In order to level up my data visualization skills, I’m going to be attempting to implement well-designed charts that others have created on my own using R and eventually other tools. I’ll be open sourcing the code and sharing any lessons learned along the way.
For the first chart, I grabbed a seemingly simple chart from Scott Berinato’s excellent book, Good Charts: The HBR Guide to Making Smarter, More Persuasive Data Visualizations.
Here’s the chart that I set out to reproduce in R (he created it in Illustrator):
Here’s my attempt using R and ggplot2 whose code you can find in my new data viz repo on GitHub:
There were several tricky aspects of the original chart that presented
challenges learning opportunities while implementing it in R:
- In order to get the chart title, y-axis title, and source aligned with the left side of the chart, I wound up having to use R’s Graphical User Objects aka “grobs”; hat-tip to this SO thread for the idea. It was possible to get pretty close by adjusting the hjust value for the chart title and subtitle, but the grob approach seemed less hacky.
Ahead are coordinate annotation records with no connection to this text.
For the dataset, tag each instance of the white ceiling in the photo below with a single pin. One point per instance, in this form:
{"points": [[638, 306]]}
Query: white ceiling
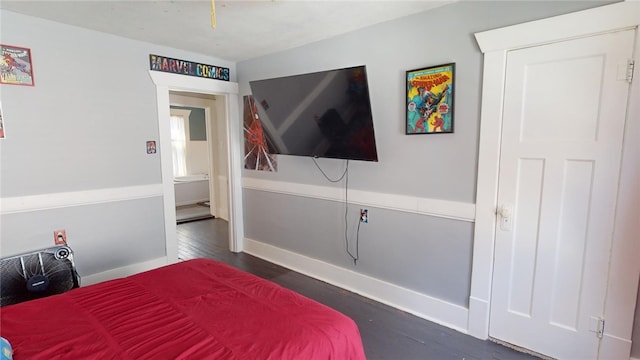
{"points": [[244, 29]]}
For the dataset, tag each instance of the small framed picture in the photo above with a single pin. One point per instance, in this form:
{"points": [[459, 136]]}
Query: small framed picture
{"points": [[15, 66], [430, 100], [151, 147]]}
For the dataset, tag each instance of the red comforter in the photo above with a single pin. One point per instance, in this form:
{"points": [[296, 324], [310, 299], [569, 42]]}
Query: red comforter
{"points": [[197, 309]]}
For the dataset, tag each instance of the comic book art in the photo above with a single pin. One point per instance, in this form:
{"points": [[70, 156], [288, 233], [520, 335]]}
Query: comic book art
{"points": [[257, 154], [15, 66], [430, 100]]}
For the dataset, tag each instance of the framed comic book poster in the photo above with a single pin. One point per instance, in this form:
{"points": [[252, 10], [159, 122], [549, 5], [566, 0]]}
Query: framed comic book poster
{"points": [[15, 66], [430, 100]]}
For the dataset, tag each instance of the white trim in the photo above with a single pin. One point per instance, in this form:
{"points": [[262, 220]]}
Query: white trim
{"points": [[429, 308], [603, 19], [122, 271], [20, 204], [227, 92], [411, 204], [625, 268]]}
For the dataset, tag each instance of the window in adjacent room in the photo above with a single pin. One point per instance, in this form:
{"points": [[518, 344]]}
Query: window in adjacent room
{"points": [[179, 130]]}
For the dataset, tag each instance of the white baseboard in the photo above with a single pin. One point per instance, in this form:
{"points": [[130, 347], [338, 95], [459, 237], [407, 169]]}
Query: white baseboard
{"points": [[478, 318], [123, 271], [191, 202], [424, 306]]}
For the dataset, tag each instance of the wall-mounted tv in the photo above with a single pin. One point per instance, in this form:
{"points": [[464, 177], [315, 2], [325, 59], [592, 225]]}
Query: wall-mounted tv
{"points": [[320, 114]]}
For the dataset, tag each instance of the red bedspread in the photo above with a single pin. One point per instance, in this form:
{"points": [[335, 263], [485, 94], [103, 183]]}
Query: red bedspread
{"points": [[197, 309]]}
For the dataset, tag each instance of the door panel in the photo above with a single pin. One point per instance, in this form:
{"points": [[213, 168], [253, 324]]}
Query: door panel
{"points": [[563, 121]]}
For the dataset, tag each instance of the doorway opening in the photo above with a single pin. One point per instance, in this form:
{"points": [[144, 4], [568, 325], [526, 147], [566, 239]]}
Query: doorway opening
{"points": [[226, 95]]}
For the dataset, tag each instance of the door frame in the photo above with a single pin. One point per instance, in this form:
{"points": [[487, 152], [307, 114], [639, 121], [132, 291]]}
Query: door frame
{"points": [[624, 268], [227, 93], [210, 110]]}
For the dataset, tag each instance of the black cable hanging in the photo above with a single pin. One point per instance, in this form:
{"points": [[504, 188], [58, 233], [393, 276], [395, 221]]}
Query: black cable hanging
{"points": [[345, 175]]}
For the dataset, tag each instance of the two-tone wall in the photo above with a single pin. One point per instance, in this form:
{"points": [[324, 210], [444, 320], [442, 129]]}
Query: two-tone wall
{"points": [[74, 156], [416, 250]]}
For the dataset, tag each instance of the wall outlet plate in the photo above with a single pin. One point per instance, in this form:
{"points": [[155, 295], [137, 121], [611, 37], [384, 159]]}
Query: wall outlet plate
{"points": [[364, 215]]}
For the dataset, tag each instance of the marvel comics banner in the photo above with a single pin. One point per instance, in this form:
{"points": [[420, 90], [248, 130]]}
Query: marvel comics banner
{"points": [[184, 67], [15, 66], [430, 100]]}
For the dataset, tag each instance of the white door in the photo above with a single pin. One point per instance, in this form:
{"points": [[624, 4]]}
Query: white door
{"points": [[563, 124]]}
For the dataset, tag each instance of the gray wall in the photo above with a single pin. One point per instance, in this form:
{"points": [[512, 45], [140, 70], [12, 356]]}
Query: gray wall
{"points": [[197, 123], [427, 254], [83, 127]]}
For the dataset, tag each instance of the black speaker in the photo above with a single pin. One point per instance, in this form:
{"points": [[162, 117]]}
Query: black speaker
{"points": [[37, 274]]}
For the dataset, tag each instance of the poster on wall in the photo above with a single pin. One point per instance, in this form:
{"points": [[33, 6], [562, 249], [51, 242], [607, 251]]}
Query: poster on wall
{"points": [[1, 123], [257, 155], [430, 100], [15, 66]]}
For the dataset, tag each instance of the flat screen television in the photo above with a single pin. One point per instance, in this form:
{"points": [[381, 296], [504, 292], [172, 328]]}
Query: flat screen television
{"points": [[322, 114]]}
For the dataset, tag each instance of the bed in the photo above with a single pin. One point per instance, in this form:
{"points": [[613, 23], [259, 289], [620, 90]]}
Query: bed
{"points": [[196, 309]]}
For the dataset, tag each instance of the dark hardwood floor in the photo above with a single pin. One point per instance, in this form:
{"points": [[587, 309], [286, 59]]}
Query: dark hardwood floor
{"points": [[387, 333]]}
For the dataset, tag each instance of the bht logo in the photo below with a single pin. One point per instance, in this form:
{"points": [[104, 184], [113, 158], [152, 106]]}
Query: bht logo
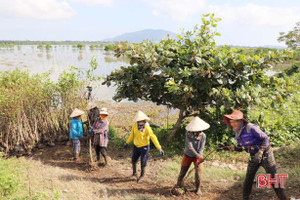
{"points": [[263, 180]]}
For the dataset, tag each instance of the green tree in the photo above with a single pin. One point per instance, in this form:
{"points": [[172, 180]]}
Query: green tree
{"points": [[191, 74], [48, 46], [291, 38]]}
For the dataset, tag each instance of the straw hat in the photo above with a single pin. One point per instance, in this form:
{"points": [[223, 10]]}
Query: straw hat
{"points": [[235, 115], [197, 124], [76, 112], [140, 116], [91, 105], [103, 111]]}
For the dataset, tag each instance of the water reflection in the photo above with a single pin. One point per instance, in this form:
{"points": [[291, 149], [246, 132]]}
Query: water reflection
{"points": [[59, 58]]}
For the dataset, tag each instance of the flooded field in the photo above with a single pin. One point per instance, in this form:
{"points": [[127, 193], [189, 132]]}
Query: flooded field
{"points": [[60, 58]]}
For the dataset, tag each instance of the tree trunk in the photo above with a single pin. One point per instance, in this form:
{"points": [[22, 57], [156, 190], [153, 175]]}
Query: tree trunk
{"points": [[176, 126]]}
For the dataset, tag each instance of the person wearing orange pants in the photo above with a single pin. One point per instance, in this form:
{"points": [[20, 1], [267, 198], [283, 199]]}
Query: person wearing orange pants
{"points": [[193, 151]]}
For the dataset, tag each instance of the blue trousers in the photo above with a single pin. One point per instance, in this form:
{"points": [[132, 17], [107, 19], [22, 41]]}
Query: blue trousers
{"points": [[142, 152], [76, 146]]}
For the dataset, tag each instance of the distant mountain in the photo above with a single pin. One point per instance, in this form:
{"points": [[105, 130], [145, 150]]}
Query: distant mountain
{"points": [[155, 35]]}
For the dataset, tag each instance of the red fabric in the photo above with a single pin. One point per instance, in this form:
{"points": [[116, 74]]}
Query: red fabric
{"points": [[235, 115], [186, 161]]}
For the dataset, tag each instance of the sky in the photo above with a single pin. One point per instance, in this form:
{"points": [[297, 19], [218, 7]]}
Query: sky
{"points": [[244, 22]]}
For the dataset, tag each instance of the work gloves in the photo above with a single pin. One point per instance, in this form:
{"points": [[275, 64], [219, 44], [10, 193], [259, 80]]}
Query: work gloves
{"points": [[258, 156], [161, 152]]}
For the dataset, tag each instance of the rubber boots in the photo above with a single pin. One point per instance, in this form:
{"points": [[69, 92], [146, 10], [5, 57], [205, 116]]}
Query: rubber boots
{"points": [[133, 168], [181, 176], [198, 171], [142, 174]]}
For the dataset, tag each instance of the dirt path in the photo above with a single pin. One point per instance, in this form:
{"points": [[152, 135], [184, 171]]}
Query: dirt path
{"points": [[76, 181], [114, 181]]}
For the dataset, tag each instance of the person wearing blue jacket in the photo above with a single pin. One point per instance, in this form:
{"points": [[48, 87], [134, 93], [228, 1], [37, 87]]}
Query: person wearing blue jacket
{"points": [[254, 141], [76, 132]]}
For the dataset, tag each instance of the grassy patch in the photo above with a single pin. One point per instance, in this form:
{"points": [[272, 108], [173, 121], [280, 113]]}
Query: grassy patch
{"points": [[9, 177]]}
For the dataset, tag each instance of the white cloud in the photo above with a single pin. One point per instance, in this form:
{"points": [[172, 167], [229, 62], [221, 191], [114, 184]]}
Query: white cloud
{"points": [[36, 9], [95, 2], [179, 10], [251, 14]]}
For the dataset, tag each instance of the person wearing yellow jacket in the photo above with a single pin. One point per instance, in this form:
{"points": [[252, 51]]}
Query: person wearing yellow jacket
{"points": [[141, 133]]}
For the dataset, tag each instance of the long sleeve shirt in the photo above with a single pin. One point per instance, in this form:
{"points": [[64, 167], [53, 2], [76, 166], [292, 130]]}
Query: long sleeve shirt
{"points": [[141, 139], [194, 146], [101, 130], [252, 138], [76, 130], [93, 115]]}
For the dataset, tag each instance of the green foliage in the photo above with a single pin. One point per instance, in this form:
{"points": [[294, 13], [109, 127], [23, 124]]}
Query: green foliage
{"points": [[195, 76], [9, 180], [291, 38], [277, 111], [33, 108]]}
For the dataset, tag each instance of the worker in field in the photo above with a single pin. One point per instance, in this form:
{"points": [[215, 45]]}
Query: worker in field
{"points": [[253, 140], [93, 112], [100, 129], [141, 133], [76, 132], [193, 151]]}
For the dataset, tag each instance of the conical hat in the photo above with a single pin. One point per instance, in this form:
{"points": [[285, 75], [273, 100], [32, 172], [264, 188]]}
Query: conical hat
{"points": [[76, 112], [91, 105], [103, 111], [197, 124], [140, 116], [235, 115]]}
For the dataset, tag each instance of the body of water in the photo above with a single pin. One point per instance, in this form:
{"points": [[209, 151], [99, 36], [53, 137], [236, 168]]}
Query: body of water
{"points": [[59, 58]]}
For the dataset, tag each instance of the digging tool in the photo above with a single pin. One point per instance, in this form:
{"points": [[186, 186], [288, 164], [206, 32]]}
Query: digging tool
{"points": [[209, 153], [89, 88]]}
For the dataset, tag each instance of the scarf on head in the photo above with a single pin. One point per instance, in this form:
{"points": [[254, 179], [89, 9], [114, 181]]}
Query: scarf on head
{"points": [[241, 126]]}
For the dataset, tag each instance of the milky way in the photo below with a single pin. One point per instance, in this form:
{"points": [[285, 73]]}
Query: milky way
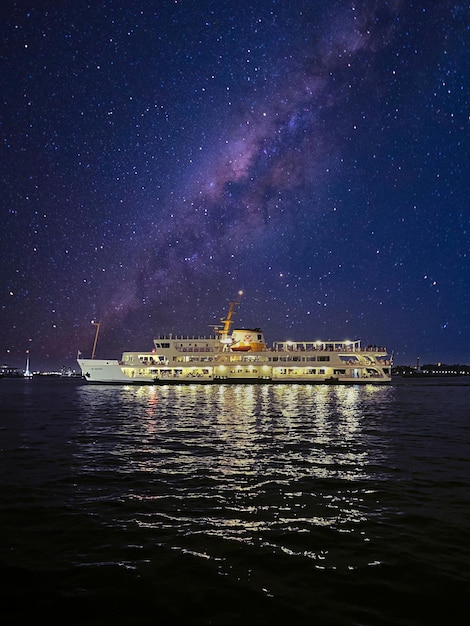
{"points": [[158, 157]]}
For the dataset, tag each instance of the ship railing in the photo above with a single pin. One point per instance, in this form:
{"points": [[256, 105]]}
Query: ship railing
{"points": [[172, 337]]}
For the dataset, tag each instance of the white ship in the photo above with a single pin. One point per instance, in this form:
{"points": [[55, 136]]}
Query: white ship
{"points": [[242, 356]]}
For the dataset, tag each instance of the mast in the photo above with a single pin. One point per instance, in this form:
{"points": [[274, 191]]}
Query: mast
{"points": [[27, 373], [97, 324], [227, 322]]}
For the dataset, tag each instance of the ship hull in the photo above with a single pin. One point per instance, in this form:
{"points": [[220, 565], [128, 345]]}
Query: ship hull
{"points": [[112, 372]]}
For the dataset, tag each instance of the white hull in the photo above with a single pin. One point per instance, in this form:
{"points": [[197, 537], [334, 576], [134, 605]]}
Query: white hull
{"points": [[242, 356], [241, 368]]}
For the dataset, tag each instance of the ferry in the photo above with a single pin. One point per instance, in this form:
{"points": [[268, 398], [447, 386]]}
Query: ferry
{"points": [[241, 356]]}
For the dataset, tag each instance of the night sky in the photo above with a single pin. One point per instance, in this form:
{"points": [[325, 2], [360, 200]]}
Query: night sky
{"points": [[159, 156]]}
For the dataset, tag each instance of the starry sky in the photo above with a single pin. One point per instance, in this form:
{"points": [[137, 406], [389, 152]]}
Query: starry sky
{"points": [[159, 156]]}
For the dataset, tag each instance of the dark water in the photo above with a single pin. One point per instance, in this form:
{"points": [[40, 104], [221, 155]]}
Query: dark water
{"points": [[235, 504]]}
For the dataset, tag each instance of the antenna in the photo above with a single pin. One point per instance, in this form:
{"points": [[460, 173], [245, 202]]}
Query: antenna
{"points": [[97, 324]]}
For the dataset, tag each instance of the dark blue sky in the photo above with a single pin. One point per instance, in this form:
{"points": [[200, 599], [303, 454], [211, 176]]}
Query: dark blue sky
{"points": [[156, 157]]}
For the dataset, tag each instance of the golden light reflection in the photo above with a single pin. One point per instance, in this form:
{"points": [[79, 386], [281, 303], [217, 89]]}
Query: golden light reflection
{"points": [[256, 464]]}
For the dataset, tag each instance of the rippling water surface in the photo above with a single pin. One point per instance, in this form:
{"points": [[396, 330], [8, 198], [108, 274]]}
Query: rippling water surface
{"points": [[231, 504]]}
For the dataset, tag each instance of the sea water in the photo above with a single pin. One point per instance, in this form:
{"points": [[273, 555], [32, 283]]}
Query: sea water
{"points": [[232, 504]]}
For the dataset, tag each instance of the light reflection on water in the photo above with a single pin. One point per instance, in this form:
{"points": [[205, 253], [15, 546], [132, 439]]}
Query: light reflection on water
{"points": [[263, 466]]}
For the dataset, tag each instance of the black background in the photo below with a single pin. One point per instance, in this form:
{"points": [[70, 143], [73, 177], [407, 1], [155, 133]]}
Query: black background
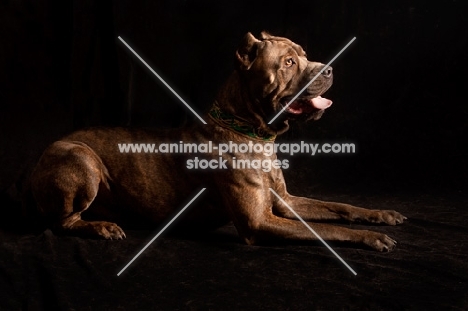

- Speaking of hacky, I wasn’t able to figure out an elegant way to center the x-axis values between the ticks. I resorted to tinkering with the hjust value, but that just shifts them all to the right by a fixed amount. The problem is that some text like “2010” is wider than other text like “2011” which makes it impossible to get them all centered by shifting them by the same fixed amount. If anyone has a solution to this, I’d love to learn a better way to do it.
- Removing the tick for the bottom ($0) y-axis value was “fun”: I had to make it transparent because I couldn’t figure out how to remove it completely. Again, Stack Overflow is awesome.
- From a coding best practices perspective, there were several appearance-related values that had to be used in multiple locations in the code. To avoid duplication, I stored them in variables at the top of the script. It seems strange though having some appearance values stored in variables but others directly in the ggplot2 code. Storing all of the appearance values in variables – even the ones only used once – seems like bad practice too though.
- I couldn’t figure out how to get the ends of the x-axis line to stop at the ticks so they wind up extending beyond them slightly in my version.
- I’m not sure what fonts Scott used in Illustrator to create this chart, but even if I was 100% sure I don’t want to shell out money to buy custom fonts for this little project, so I used similar ones that were already available on my Macbook (PT Sans Narrow for the title, Proxima Nova for everything else).
- Towards the end there were diminishing returns trying to get everything pixel perfect so I settled on a 90% good enough solution.
As I recreate more of charts there will undoubedly be “a-ha!” moments that cause me to go back and clean up the code for my old charts. I’ll try to share as many of those lessons learned here as well.